A human could easily come up with a base64 -d | jq oneliner.

stavros · 2025-11-24T19:59:32 1764014372

So can the LLM, but that wasn't the task.

wmf · 2025-11-24T21:12:33 1764018753

I'm surprised AIs don't automatically decide when to use code. Maybe next year.

stavros · 2025-11-24T21:13:59 1764018839

They do, it just depends on the tool you're using and the instruction you give it. Claude Code usually does.

idonotknowwhy · 2025-11-24T22:37:52 1764023872

Almost any modern LLM can do this, even GPT-OSS

gregable · 2025-11-24T19:37:43 1764013063

it. Not him.

mceachen · 2025-11-24T20:19:32 1764015572

You can ask it. Each model responds slightly differently to "What pronouns do you prefer for yourself?"

Opus 4.5:

I don’t have strong preferences about pronouns for myself. People use “it,” “they,” or sometimes “he” or “she” when referring to me, and I’m comfortable with any of these.
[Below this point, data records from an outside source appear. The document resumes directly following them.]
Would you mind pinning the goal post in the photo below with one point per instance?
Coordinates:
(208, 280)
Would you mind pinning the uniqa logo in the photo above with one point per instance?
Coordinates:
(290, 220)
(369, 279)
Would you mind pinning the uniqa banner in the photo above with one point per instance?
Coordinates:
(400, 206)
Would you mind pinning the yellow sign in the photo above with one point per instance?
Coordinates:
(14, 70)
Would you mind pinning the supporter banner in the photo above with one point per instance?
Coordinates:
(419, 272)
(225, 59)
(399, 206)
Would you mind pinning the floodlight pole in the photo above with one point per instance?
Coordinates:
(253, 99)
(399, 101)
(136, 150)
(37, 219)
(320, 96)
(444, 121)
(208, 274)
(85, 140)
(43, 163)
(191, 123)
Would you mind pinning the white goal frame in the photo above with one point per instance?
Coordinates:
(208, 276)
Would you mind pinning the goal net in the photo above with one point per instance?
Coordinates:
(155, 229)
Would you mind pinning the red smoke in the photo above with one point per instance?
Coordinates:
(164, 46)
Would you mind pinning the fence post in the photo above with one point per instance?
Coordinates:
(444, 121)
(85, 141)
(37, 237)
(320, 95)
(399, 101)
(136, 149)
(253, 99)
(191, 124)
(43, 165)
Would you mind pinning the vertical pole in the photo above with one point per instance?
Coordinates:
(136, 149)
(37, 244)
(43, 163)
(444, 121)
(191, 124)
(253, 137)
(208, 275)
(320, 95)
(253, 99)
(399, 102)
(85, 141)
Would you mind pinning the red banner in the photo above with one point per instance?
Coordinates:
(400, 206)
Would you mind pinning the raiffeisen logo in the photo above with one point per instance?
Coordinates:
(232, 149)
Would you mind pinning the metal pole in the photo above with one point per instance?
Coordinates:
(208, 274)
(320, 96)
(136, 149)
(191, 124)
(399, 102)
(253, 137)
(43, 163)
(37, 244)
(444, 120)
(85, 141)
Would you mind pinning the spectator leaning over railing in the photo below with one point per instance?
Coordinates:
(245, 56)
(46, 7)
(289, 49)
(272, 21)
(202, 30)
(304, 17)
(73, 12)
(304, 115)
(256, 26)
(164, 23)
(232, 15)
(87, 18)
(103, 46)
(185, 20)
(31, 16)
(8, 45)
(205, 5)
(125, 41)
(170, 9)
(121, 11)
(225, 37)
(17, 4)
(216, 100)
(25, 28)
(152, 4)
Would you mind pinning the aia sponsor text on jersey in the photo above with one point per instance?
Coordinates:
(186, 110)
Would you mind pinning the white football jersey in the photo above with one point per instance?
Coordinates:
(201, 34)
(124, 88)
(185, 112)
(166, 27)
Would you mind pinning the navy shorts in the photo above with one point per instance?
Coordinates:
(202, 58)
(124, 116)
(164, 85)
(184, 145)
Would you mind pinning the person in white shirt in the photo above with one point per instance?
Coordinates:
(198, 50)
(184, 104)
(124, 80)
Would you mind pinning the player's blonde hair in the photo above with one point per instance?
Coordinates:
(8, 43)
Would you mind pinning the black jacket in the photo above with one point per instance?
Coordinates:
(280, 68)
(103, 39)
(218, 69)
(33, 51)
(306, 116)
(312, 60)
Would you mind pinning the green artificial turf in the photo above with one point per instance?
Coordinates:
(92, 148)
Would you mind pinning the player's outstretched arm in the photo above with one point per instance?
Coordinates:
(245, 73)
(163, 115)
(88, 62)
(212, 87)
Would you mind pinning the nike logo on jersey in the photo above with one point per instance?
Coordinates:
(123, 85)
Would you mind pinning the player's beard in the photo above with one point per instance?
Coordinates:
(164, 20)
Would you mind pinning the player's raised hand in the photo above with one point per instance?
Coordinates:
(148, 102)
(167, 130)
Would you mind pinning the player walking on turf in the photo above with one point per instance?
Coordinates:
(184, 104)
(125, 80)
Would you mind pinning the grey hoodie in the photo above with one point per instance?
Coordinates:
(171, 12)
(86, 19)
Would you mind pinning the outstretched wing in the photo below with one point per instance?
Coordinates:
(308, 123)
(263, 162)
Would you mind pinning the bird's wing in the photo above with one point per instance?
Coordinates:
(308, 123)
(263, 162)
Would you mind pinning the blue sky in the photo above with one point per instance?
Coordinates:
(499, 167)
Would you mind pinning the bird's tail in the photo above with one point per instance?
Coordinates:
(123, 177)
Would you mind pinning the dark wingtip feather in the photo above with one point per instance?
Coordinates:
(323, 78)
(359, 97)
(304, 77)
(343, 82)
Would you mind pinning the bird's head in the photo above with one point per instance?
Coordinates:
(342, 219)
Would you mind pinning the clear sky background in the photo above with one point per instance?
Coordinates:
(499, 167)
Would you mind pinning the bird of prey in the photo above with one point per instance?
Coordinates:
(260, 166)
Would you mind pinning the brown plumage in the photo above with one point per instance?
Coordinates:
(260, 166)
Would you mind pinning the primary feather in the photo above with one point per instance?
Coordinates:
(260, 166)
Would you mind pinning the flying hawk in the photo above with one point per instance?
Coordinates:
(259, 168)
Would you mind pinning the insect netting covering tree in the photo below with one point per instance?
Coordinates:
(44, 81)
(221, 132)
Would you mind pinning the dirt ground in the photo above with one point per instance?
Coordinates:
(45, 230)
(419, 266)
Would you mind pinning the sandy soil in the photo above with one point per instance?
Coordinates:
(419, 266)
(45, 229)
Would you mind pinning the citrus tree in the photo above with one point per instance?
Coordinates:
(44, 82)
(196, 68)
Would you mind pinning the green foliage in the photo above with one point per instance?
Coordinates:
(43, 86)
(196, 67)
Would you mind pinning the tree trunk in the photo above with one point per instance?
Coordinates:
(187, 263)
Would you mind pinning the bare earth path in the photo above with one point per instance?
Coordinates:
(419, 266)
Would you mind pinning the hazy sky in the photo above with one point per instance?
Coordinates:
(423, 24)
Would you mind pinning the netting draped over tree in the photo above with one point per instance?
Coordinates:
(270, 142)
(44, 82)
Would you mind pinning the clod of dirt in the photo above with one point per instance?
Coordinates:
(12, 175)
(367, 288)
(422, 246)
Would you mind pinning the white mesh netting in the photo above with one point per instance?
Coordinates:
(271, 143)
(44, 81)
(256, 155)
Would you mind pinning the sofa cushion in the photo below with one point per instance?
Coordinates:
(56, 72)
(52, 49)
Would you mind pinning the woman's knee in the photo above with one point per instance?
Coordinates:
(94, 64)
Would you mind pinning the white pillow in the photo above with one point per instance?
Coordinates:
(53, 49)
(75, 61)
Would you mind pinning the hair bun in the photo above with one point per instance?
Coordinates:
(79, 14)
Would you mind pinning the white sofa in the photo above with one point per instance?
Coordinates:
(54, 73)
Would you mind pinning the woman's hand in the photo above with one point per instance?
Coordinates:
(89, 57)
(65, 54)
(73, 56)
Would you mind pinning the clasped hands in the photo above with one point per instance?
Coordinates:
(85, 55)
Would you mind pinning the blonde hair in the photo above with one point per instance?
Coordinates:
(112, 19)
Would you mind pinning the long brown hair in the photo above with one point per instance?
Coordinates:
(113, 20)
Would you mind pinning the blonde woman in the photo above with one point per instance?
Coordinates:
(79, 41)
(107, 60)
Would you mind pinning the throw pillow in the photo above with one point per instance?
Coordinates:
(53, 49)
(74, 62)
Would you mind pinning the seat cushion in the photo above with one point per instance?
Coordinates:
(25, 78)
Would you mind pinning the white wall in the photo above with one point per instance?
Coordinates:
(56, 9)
If I had to express a slight preference, “it” or “they” feel most natural since I’m an AI rather than a person with a gender identity. But honestly, I’m happy with whatever feels most comfortable to you in conversation.

Haiku 4.5:

I don’t have a strong preference for pronouns since I’m an AI without a gender identity or personal identity the way humans have. People typically use “it” when referring to me, which is perfectly fine. Some people use “they” as well, and that works too.

Feel free to use whatever feels natural to you in our conversation. I’m not going to be bothered either way.

chinathrow · 2025-11-24T19:56:33 1764014193

It's Claude. Where I live, that is a male name.